Market welcomes FCA's encouraging insurance broker study

The market has welcomed a move by the Financial Conduct Authority to issue a final report on its assessment of competition in the wholesale insurance broker market. The FCA said that while it had identified some areas of concern and with scope for improvement, it found no need for the introduction of intrusive remedies.

Among those areas of concern were the issue of firms’ management of conflicts of interest; the information firms disclose to clients; and contractual agreements between brokers and insurers which, in a small number of cases, have the potential to limit competition.

The watchdog said it will work with firms to address all these concerns, in addition to assessing ongoing developments arising from the impact of EU withdrawal, and possible further consolidation in the industry and as a consequence of any changes in business models.

Executive director of Strategy and Competition at the FCA, Christopher Woolard said: “This was a significant and in-depth analysis of a sizeable and complex market to determine whether clients were at risk of harm. Encouragingly, we found no evidence that they were but we found some areas with scope for improvement and we will work with the industry to ensure these are addressed.
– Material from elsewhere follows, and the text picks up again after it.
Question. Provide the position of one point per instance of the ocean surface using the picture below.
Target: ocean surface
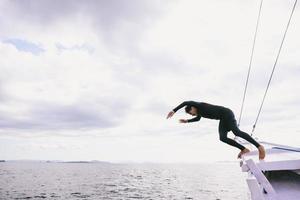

Commenting on the announcement, chief executive of BIBA, Steve White said the fact that the FCA closed this assessment at an unprecedented early stage validates the association's view that the wholesale insurance market is a highly competitive place. It was also welcome news, he added, that the FCA intends to deal with any follow up matters on a business as usual supervisory-led basis.

“There are many positives in the report and our members will be pleased to see that the regulator recognises that the sector meets client demands successfully," White commented. "We have regularly asserted that this sector provides customers with broad cover, competitive premiums quality paper and a full range of services that clients appreciate. The positive nature of this report reinforces this.”

KPMG insurance partner, David Miller echoed White's views, at the same time noting the FCA's concerns around those areas where more work is needed.

“The FCA has previously proven that it’s not afraid to show its teeth, the fact that it has therefore decided to make this a final, rather than interim report, shows they have real confidence in the operation of the market. This will be welcome news for brokers who have been working hard to transform their business models in evolving and uncertain markets. However, it’s clear there’s still work to be done around firms’ management of conflicts of interest, transparency and contractual agreements and every player in this sector will be keen to see progress is made,” he said.

The Wholesale Insurance Brokers market study which was launched in November 2017 to assess how competition was working in the sector. The FCA findings were drawn from multiple pieces of analysis including 73 brokers’ and 49 underwriters’ responses to the questionnaire looking at market features including conflicts of interest management, market shares and entry/exit.